Tracks contractual documents and exposes changes to the terms of online services.
https://opentermsarchive.org
European Union Public License 1.2
109 stars 30 forks source link

Imperva Incapsula prevent bot detection #319

Closed clementbiron closed 1 year ago

clementbiron commented 3 years ago

Trying to add Just Eat service with the following declaration

{
  "name": "Just Eat",
  "documents": {
    "Terms of Service": {
      "fetch": "https://www.just-eat.ie/info/terms-and-conditions",
      "select": {
        "startBefore": "#just-eat-website-terms-and-conditions",
        "endBefore": "#ii.just-eat-voucher-terms-conditions"
      }
    },
    "Privacy Policy": {
      "fetch": "https://www.just-eat.ie/info/privacy-policy",
      "select": [".main-text"]
    },
    "Trackers Policy": {
      "fetch": "https://www.just-eat.ie/info/cookies-policy",
      "select": [".main-text"]
    }
  }
}

I get this error message Content inacessible: Error: The document cannot be accessed or its content can not be selected: The provided selector ".main-text" has no match in the web page https://www.just-eat.ie/info/cookies-policy.

The saved snapshot contains incorrect data:

<html>
<head>
<META NAME="robots" CONTENT="noindex,nofollow">
<script src="/_Incapsula_Resource?SWJIYLWA=5074a744e2e3d891814e9a2dace20bd4,719d34d31c8e3a6e6fffd425f7e032f3">
</script>
<body>
</body></html>

Some research leads me to believe that it is the following service https://www.imperva.com/products/advanced-bot-protection-management/ which seems to be well explained here https://www.imperva.com/blog/how-incapsula-client-classification-challenges-bots/

martinratinaud commented 3 years ago

I did 3 things on this matter

Here is the content of my communication to them

Hi,
My name is Martin Ratinaud, CTO at the French Embassy for Digital Affairs.

We are running the OpenSource project "Open Terms Archive" which aims at tracking 
ToS for every service in the world, in all languages and all countries.

As such we are implementing a crawler that tracks changes on ToS regularly.

Could we get in touch so that we become a known and trusted bot.

Thanks a lot

Check our websites here: 
https://www.opentermsarchive.org/en
https://disinfo.quaidorsay.fr/en
martinratinaud commented 3 years ago

Had a chat with Imperva and finally send an email on support@imperva.com

Hi,
My name is Martin Ratinaud, CTO at the French Embassy for Digital Affairs and Henri Verdier in CC is the ambassador.

We are running the OpenSource project "Open Terms Archive" which aims at tracking ToS for every service in the world, in all languages and all countries.

As such we are implementing a crawler that tracks changes on ToS regularly.

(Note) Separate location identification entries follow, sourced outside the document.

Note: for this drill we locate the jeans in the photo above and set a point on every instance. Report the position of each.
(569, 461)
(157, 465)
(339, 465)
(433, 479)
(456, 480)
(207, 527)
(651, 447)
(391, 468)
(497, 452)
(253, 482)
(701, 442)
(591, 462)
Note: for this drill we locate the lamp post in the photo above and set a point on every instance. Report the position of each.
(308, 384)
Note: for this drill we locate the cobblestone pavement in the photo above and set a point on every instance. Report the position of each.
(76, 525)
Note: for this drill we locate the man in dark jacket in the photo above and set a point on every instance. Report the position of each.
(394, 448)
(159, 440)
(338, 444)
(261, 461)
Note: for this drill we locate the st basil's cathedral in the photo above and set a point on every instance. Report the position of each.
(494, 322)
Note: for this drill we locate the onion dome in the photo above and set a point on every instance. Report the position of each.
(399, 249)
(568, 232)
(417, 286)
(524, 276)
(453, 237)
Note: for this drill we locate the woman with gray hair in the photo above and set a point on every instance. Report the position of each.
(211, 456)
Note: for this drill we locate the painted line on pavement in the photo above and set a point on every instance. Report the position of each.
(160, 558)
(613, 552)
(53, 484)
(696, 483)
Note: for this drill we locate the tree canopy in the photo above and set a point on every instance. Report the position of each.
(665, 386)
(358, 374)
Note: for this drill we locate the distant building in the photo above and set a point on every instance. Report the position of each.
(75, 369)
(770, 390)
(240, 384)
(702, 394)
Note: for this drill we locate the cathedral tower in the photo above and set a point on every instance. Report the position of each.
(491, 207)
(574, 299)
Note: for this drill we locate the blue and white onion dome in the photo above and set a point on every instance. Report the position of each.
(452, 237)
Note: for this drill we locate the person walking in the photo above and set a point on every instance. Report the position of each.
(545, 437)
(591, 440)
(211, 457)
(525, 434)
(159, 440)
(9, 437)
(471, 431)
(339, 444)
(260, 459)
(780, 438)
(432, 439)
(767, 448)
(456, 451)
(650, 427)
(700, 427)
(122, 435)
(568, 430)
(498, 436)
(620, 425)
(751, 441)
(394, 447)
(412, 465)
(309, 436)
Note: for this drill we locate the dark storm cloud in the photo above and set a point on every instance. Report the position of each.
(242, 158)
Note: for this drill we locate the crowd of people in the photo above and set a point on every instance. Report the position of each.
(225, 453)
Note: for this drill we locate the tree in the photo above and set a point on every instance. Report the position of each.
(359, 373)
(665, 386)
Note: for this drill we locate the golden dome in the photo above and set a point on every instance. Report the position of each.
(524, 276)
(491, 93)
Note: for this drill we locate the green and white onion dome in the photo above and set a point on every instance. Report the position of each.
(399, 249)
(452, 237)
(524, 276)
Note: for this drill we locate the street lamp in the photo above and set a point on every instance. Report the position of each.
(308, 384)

We know we are currently blocked by your services and would like our bot to be trusted by Imperva as a good bot (whitelisted) so that we are not blocked anymore

Thanks a lot

Check our websites here:
https://www.opentermsarchive.org/en
https://disinfo.quaidorsay.fr/en
MattiSG commented 1 year ago

We do not actively work on #166 at the moment. We will reopen it when we prioritise this work again. In the meantime, feel free to add any additional relevant information specific to Imperva Incapsula to this issue.